Louis se retourne vers Maistre Pacolet. Mais celui-ci vient de partir précipitamment vers l’estrade. Déconcerté, Louis s’adresse à Singletone :
— Qu’est-ce donc le clou du spectacle ?
— Tu ne seras pas déçu. Vraiment exceptionnel aujourd’hui. Viens vite vers l’Échafaud des Sacrifices. »
Louis s'exécute sans mot dire. En s'approchant, malgré une foule compacte, il découvre, consterné un immense bûcher où - formant un cercle - gisent 5 très jeunes enfants lutins criant et pleurant à tue-tête. Maistre Pacolet, Gobin, Singletone et tous les autres attendent fébrilement l'instant où l'étincelle viendra voler la vie des innocents.

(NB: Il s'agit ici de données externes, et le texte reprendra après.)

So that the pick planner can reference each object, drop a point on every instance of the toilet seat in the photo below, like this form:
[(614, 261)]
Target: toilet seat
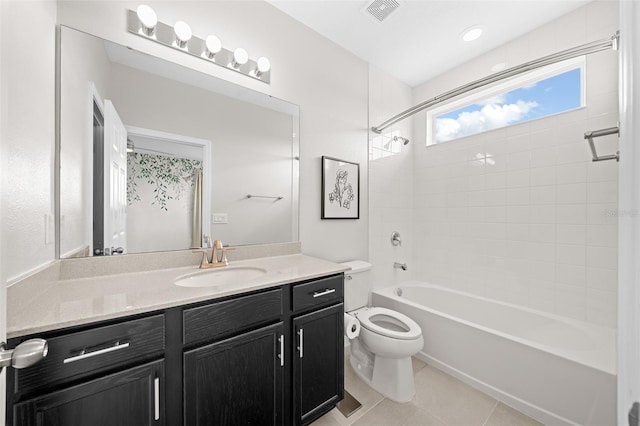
[(370, 318)]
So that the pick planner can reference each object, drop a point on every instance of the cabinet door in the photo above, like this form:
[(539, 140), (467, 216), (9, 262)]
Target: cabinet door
[(238, 381), (133, 397), (318, 362)]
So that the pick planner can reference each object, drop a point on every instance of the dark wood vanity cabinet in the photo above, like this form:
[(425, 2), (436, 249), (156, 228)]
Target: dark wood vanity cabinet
[(238, 381), (271, 357), (318, 361), (112, 374), (133, 397)]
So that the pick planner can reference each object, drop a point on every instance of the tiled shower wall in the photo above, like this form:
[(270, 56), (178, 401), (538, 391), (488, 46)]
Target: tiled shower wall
[(521, 214)]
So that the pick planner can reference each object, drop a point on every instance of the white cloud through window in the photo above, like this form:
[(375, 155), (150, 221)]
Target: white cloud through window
[(491, 116)]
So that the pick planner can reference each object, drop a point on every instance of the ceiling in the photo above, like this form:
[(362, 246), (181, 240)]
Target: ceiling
[(421, 39)]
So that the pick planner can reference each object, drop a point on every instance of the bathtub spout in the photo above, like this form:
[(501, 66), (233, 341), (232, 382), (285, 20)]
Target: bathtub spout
[(402, 266)]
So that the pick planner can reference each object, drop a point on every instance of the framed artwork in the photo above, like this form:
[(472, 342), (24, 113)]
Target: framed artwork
[(340, 189)]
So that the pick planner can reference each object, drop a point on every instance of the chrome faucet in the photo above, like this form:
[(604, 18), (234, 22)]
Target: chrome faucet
[(218, 256), (402, 266)]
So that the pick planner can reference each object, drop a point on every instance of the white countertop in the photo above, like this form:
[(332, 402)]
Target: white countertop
[(60, 303)]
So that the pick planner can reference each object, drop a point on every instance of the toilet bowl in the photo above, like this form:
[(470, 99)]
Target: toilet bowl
[(389, 333), (381, 353)]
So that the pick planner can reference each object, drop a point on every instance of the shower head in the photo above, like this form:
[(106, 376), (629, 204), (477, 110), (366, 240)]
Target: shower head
[(404, 141)]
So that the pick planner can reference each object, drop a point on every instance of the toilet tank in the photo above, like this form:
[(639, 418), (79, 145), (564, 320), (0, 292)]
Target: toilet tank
[(357, 284)]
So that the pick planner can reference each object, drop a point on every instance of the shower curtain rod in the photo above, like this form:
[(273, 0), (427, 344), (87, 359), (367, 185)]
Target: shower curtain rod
[(585, 49)]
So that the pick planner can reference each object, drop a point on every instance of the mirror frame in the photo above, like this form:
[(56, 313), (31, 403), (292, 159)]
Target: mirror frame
[(205, 82)]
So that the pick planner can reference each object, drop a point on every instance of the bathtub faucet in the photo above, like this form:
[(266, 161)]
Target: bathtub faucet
[(402, 266)]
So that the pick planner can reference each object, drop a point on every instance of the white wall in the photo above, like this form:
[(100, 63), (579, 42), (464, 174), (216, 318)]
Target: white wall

— Pourquoi ? Ne trouve qu’à dire Louis désespéré par ce spectacle si cruel. Maistre Pacolet rétorque :
— Il le faut malheureusement pour garder le fragile équilibre entre les 5 pays du Royaume. Au nord, l’espace marin des Ondines, Sirènes, Anguilles et Cetus. A l’est, la montagne des Elfes et des Fées. Au sud, le pays des Queulairds et Loups-vérous. Il y a aussi le Lopin des terres abandonnées et les Marais. Et nous, les lutins. » détaille le mage en lui montrant une vieille carte manuscrite du Royaume.
— Rien ne peut justifier de tels meurtres, s’exclame Louis emphatique, devant de tels sacrifices.

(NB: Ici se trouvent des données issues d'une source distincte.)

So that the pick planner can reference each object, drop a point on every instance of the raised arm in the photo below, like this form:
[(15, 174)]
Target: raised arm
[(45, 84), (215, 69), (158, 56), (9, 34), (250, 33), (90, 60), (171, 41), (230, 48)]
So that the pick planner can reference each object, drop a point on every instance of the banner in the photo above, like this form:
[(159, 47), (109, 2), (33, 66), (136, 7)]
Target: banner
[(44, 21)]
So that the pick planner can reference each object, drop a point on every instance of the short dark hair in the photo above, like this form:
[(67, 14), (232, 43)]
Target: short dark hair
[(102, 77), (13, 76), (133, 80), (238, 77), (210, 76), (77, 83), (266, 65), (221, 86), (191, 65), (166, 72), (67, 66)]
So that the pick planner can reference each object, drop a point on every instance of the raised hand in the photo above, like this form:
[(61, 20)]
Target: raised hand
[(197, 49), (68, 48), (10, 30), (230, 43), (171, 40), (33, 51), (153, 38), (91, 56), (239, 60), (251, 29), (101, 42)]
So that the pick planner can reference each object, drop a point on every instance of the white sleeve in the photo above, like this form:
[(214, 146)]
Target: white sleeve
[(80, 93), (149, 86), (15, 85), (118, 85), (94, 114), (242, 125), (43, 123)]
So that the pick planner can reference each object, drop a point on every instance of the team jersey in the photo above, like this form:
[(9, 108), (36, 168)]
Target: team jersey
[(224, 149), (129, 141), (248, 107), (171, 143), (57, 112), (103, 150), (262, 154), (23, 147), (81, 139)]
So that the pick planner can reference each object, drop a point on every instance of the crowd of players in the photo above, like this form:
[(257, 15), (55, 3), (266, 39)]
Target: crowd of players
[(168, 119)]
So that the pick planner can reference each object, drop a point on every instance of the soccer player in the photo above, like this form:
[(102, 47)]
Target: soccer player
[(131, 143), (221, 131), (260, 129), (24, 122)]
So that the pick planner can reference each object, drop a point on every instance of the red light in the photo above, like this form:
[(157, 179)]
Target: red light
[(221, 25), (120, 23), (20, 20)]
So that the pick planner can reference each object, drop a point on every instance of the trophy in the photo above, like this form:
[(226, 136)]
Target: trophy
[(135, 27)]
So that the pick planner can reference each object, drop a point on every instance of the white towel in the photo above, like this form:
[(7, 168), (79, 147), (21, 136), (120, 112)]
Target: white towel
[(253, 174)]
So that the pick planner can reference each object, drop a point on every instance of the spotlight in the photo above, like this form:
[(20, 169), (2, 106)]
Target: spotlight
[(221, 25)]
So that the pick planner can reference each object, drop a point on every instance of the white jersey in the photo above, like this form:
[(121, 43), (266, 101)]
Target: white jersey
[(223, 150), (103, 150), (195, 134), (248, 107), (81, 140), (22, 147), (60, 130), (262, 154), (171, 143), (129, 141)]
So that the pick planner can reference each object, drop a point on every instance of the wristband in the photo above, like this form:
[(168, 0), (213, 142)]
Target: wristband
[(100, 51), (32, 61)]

Alors que le bûcher commence à s’enflammer, Louis détournant son regard, fend la foule et se sauve sur le chemin du retour.
« Ces nécessaires libations aux esprits forestiers nous permettront peut-être, de maintenir les ardeurs des Queulairds et des Loups-vérous qui veulent annexer Les Marais. Attends, il y aurait peut-être un autre moyen mais … » s’écrie Maistre Pacolet. Louis n’entend déjà plus rien. Il court vers l’arbre et se jette dans les faisceaux de lumière qui l’emportent dans la vallée du Chazelle en Morvan...
***
* Un prôme : petite barrière de porte d’entrée des maisons morvandelles.